The Clean Energy Jobs Act, now law, will pave the way for over 1GW of renewables and thousands of clean energy jobs. Source; Flickr/Steve Galen
Maryland has officially achieved a clean energy victory as the General Assembly voted yesterday to override governor Larry Hogan’s veto of the Clean Energy Jobs Act in a 32-13 vote.
"Not only will this legislation create thousands of good-paying green jobs, it will put the State on the road to meeting our renewable energy goals – a vision shared by both Democrats and Republicans across Maryland," senator Brian Feldman, one of the bill's sponsors, said in a statement.
This law now paves the way for the Old Line State to procure more renewables with a higher clean energy standard of 25% by 2020, up from 20% by 2022. This higher mandate is expected to create demand for 1.3GW of new renewables, including 250MW of solar, as well as over 1,000 solar jobs and around 4,600 jobs in wind, rising to around 380,000 wind jobs by 2030. It will also help with the state’s pending goal to slash greenhouse gas (GHG) emissions by 40% below 2005 levels by 2030.
Wind energy has already provided US$380 million of capital investment in the state, with wind turbine lease payments generating up to US$1 million a year in Maryland.
“We are pleased that Maryland lawmakers listened to their constituents today, paving the way for increased renewable energy in communities across the state,” said new president and CEO of the Solar Energy Industries Association (SEIA), Abby Ross Hopper. “The Clean Energy Jobs Act is named that for a reason. Today, the solar industry employs thousands of Marylanders who know first-hand that when you expand clean energy, you increase the number of well-paying local jobs.
“Today’s vote boosts the state’s renewable portfolio standard and sets Maryland on course for continued solar expansion and the economic and environmental benefits that come with it. We congratulate all those advocates who worked hard to get this accomplished, and look forward to continued progress.”

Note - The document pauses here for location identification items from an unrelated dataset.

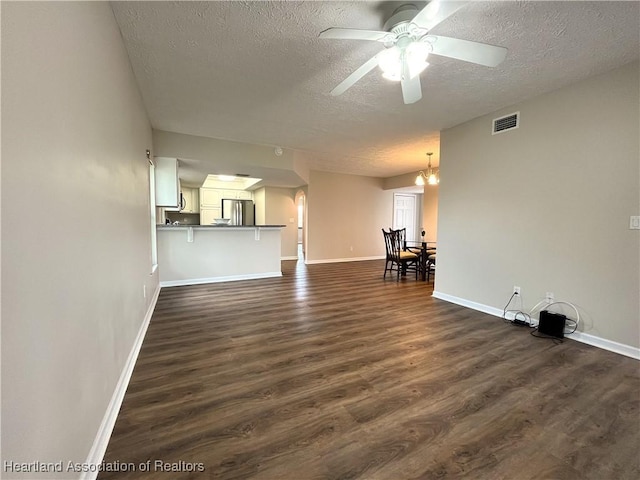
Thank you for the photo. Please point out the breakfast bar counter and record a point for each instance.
(193, 254)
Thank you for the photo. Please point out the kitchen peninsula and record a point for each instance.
(189, 255)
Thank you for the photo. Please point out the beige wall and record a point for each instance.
(345, 216)
(546, 207)
(76, 226)
(259, 199)
(430, 212)
(280, 209)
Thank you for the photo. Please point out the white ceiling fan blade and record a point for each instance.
(474, 52)
(353, 34)
(436, 12)
(355, 76)
(411, 88)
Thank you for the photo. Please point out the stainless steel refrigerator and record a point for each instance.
(240, 212)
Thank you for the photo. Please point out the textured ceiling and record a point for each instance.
(256, 72)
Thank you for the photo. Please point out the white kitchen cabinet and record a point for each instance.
(210, 197)
(190, 200)
(237, 194)
(209, 214)
(167, 183)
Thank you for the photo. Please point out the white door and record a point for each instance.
(404, 214)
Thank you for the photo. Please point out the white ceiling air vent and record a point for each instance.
(506, 123)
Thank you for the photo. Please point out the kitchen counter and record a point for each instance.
(230, 227)
(194, 254)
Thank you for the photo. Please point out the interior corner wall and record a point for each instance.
(546, 206)
(281, 209)
(259, 200)
(430, 212)
(346, 214)
(76, 248)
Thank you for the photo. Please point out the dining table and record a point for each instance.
(424, 249)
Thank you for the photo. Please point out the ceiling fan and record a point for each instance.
(408, 43)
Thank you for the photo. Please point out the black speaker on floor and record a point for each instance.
(552, 324)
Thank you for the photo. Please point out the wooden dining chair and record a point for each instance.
(398, 258)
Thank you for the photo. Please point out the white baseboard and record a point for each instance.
(100, 443)
(229, 278)
(610, 345)
(340, 260)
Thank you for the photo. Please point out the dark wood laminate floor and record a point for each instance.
(332, 373)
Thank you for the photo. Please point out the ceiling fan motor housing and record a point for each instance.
(402, 14)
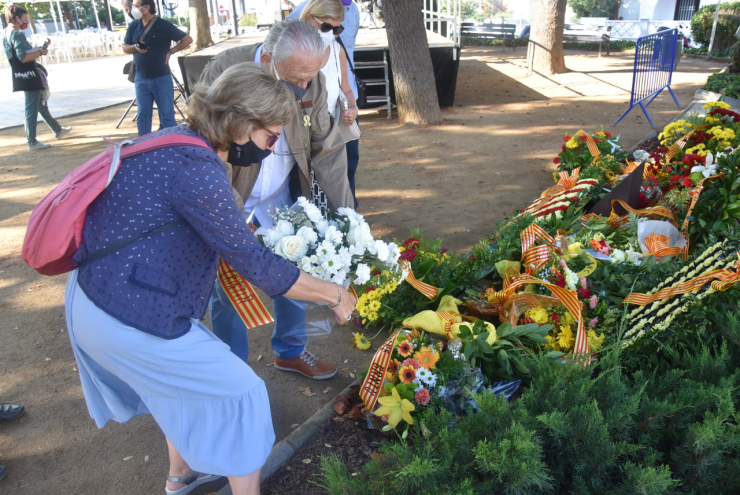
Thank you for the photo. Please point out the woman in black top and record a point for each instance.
(28, 76)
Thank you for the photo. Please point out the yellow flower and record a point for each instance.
(565, 339)
(396, 408)
(359, 341)
(427, 357)
(595, 342)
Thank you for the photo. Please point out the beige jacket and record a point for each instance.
(326, 153)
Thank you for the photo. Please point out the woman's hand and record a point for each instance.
(349, 116)
(346, 306)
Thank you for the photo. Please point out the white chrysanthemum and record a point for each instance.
(308, 234)
(382, 249)
(363, 274)
(285, 228)
(333, 235)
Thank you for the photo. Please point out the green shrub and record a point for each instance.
(702, 21)
(664, 426)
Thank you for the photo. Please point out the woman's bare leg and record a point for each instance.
(178, 466)
(246, 485)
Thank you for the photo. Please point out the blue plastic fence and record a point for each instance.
(654, 58)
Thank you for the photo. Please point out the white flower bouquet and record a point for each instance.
(332, 249)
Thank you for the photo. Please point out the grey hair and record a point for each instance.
(290, 36)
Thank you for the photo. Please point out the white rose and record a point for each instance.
(382, 250)
(363, 274)
(292, 248)
(285, 228)
(333, 235)
(308, 234)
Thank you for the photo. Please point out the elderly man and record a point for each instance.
(309, 160)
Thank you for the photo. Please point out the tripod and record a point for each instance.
(180, 93)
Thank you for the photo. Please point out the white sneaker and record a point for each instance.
(38, 146)
(62, 132)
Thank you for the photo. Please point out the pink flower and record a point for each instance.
(411, 362)
(422, 397)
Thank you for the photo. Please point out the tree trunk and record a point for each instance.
(545, 51)
(200, 26)
(67, 15)
(413, 75)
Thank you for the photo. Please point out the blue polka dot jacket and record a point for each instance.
(159, 282)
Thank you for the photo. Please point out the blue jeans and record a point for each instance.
(161, 91)
(288, 338)
(34, 107)
(353, 160)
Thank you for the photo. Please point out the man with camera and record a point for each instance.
(150, 39)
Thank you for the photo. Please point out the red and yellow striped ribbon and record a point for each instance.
(428, 290)
(242, 295)
(373, 383)
(535, 257)
(659, 246)
(568, 298)
(721, 281)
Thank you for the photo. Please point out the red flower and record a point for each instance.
(583, 293)
(422, 397)
(408, 255)
(411, 243)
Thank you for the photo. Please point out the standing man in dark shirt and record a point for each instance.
(151, 57)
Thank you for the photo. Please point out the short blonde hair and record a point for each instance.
(241, 100)
(324, 8)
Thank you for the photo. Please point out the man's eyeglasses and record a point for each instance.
(273, 137)
(326, 27)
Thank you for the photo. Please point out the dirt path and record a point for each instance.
(492, 155)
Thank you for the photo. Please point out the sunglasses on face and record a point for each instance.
(326, 27)
(272, 139)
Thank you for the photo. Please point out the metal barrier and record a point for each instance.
(653, 70)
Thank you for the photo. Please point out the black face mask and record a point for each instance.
(298, 91)
(247, 154)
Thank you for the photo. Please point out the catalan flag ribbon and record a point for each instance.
(428, 290)
(242, 295)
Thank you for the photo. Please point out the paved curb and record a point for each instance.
(76, 114)
(285, 448)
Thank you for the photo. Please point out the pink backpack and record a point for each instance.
(55, 229)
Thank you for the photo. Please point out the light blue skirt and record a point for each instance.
(208, 402)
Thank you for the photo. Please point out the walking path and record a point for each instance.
(76, 87)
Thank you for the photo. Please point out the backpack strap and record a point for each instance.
(122, 152)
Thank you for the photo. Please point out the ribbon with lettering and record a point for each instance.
(243, 296)
(721, 281)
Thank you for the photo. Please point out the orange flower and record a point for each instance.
(427, 358)
(407, 374)
(405, 349)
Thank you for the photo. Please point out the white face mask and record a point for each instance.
(326, 38)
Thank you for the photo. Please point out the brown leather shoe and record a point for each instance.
(307, 365)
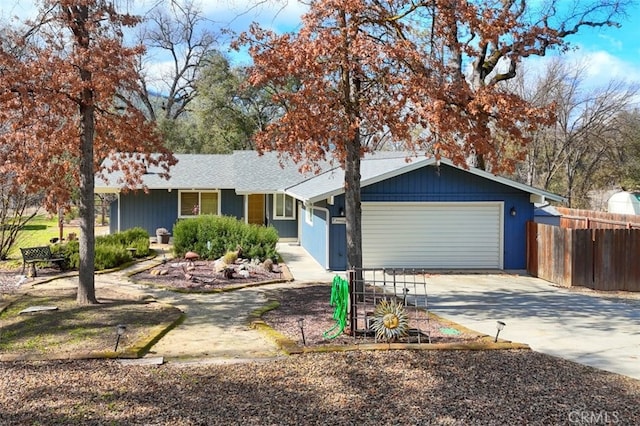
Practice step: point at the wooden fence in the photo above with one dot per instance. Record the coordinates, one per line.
(589, 219)
(601, 259)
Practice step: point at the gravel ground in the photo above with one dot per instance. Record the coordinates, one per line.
(364, 388)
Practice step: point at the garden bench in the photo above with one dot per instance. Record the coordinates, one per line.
(33, 255)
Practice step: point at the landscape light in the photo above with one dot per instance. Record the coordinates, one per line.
(301, 325)
(120, 329)
(500, 326)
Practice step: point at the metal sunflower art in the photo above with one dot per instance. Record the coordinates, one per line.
(390, 320)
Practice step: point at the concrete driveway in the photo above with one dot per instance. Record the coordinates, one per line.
(588, 328)
(598, 330)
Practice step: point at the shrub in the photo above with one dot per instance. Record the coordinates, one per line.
(110, 256)
(230, 257)
(213, 236)
(111, 250)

The bill has experienced a tough road, first passing in April last year before being vetoed by governor Hogan. Hogan argued a purported tax burden of between US$49 million to US$196 million by 2020 as his reasons for defaulting on the bill, which he dubbed an outright “Sunshine tax”.
However, the Maryland House voted to override the veto earlier this week, with the Senate following suit, making the Clean Energy Jobs Act state law.

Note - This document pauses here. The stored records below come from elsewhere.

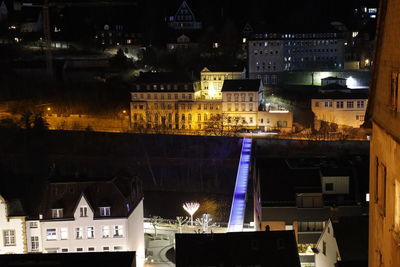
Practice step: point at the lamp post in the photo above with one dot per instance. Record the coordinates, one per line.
(191, 208)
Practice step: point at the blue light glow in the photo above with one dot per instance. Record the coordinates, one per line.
(238, 207)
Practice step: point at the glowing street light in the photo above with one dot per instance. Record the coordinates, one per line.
(191, 208)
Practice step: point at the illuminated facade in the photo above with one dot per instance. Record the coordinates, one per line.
(269, 54)
(212, 81)
(384, 112)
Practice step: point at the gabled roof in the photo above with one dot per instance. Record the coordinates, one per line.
(120, 194)
(242, 85)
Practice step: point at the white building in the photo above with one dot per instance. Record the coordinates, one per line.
(212, 80)
(89, 216)
(240, 102)
(12, 227)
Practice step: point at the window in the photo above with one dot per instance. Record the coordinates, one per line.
(329, 187)
(394, 92)
(118, 231)
(360, 104)
(51, 234)
(350, 104)
(56, 213)
(105, 211)
(83, 211)
(64, 233)
(79, 233)
(34, 243)
(90, 232)
(105, 231)
(9, 237)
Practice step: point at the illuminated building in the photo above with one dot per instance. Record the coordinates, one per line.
(184, 19)
(240, 102)
(336, 103)
(384, 114)
(212, 80)
(273, 52)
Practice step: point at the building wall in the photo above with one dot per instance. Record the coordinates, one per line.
(16, 224)
(275, 120)
(340, 184)
(331, 255)
(212, 82)
(384, 211)
(327, 110)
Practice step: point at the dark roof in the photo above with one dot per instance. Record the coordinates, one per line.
(351, 235)
(271, 248)
(335, 172)
(92, 259)
(280, 183)
(242, 85)
(353, 94)
(115, 193)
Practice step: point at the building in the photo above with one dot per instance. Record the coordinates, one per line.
(268, 248)
(384, 114)
(301, 194)
(275, 51)
(240, 102)
(12, 227)
(343, 241)
(335, 103)
(212, 80)
(92, 215)
(184, 19)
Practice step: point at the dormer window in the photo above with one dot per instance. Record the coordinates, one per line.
(83, 211)
(105, 211)
(56, 213)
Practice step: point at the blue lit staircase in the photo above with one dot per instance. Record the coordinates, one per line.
(238, 207)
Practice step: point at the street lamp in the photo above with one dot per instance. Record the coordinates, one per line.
(191, 208)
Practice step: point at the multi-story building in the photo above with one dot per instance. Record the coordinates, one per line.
(170, 102)
(12, 227)
(335, 103)
(271, 53)
(88, 216)
(240, 102)
(384, 113)
(184, 19)
(212, 80)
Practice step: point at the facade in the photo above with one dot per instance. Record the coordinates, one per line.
(219, 104)
(384, 113)
(343, 106)
(88, 216)
(211, 81)
(270, 54)
(184, 19)
(240, 102)
(12, 228)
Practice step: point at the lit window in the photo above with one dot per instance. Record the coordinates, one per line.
(9, 237)
(118, 232)
(106, 231)
(83, 211)
(105, 211)
(51, 234)
(64, 233)
(90, 232)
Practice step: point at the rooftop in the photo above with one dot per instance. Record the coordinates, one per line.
(242, 85)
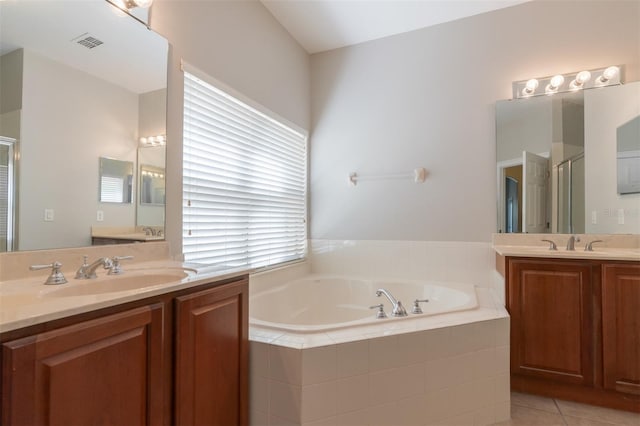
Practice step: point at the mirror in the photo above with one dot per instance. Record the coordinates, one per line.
(557, 160)
(116, 181)
(81, 82)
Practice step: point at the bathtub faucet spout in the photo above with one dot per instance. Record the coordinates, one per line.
(398, 309)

David Smedick, the Sierra Club’s Maryland Chapter representative, believes that this week’s votes represent the state’s “commitment to act on climate change.”

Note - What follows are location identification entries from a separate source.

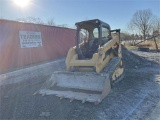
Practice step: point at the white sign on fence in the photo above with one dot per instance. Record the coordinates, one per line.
(30, 39)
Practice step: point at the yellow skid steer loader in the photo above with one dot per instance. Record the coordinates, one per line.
(92, 66)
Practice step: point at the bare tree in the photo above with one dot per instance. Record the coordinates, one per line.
(156, 26)
(51, 22)
(142, 22)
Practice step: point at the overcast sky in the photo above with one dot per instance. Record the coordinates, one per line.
(117, 13)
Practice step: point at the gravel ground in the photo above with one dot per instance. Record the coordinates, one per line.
(137, 96)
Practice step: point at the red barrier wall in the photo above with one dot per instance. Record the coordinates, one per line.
(56, 42)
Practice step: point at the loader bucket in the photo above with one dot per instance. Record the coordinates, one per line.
(91, 87)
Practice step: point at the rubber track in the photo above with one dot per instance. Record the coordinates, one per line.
(111, 67)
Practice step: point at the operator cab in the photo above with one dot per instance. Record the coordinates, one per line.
(90, 36)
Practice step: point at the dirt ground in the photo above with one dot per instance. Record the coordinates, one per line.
(137, 96)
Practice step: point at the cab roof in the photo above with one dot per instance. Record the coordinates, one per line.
(92, 24)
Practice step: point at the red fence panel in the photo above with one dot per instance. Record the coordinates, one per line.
(56, 42)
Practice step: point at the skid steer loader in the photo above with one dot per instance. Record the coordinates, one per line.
(92, 66)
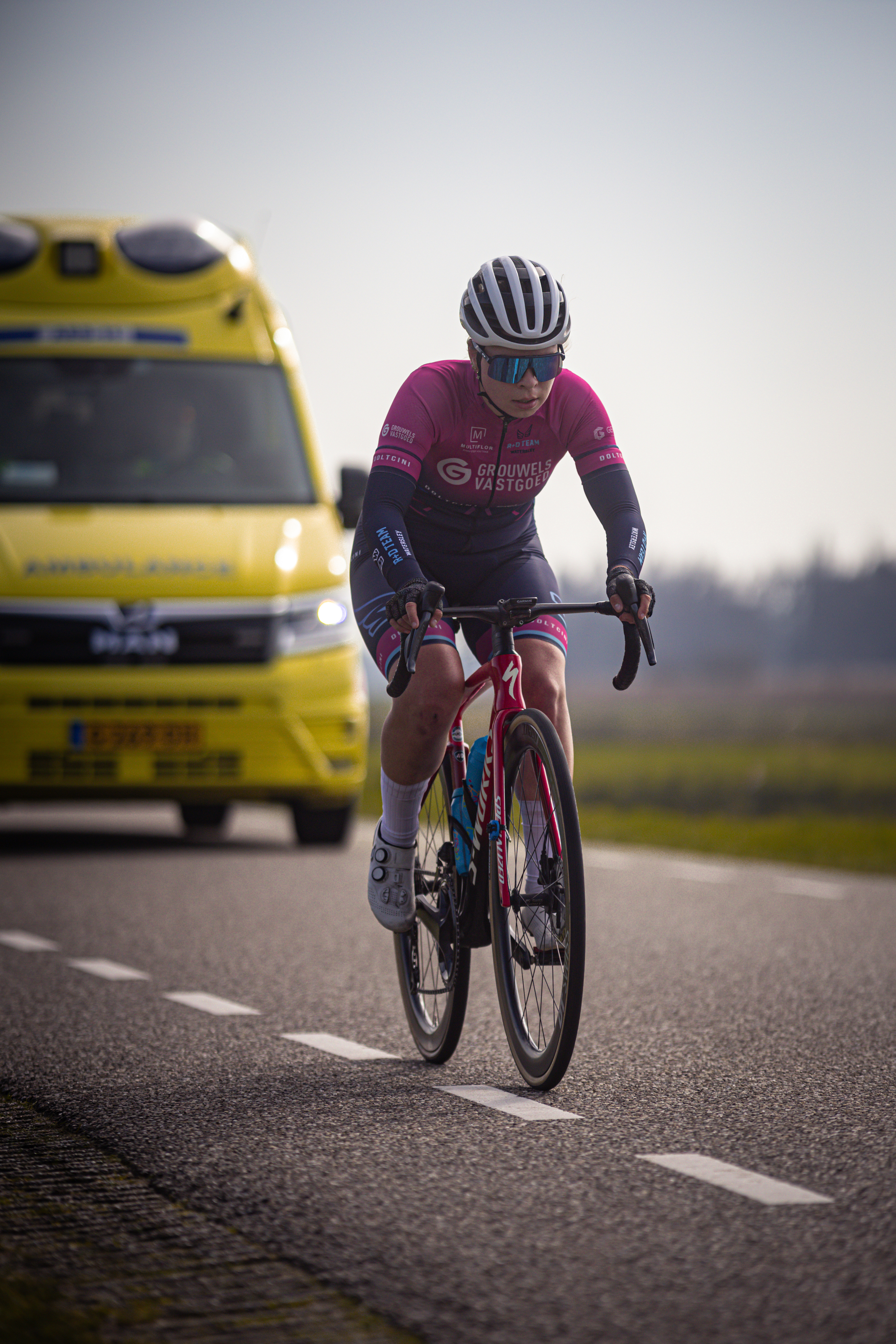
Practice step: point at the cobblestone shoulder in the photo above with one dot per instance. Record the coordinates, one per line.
(90, 1253)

“With the Clean Energy Jobs Act, we will see more renewable energy on the grid, more solar installers working across the state and less pollution from dirty coal plants. In the current face of fear, uncertainty and, at times, outright denial of environmental problems at the federal level, the Clean Energy Jobs Act proves that states like Maryland will not remain quiet on our country’s toughest challenges like climate change.”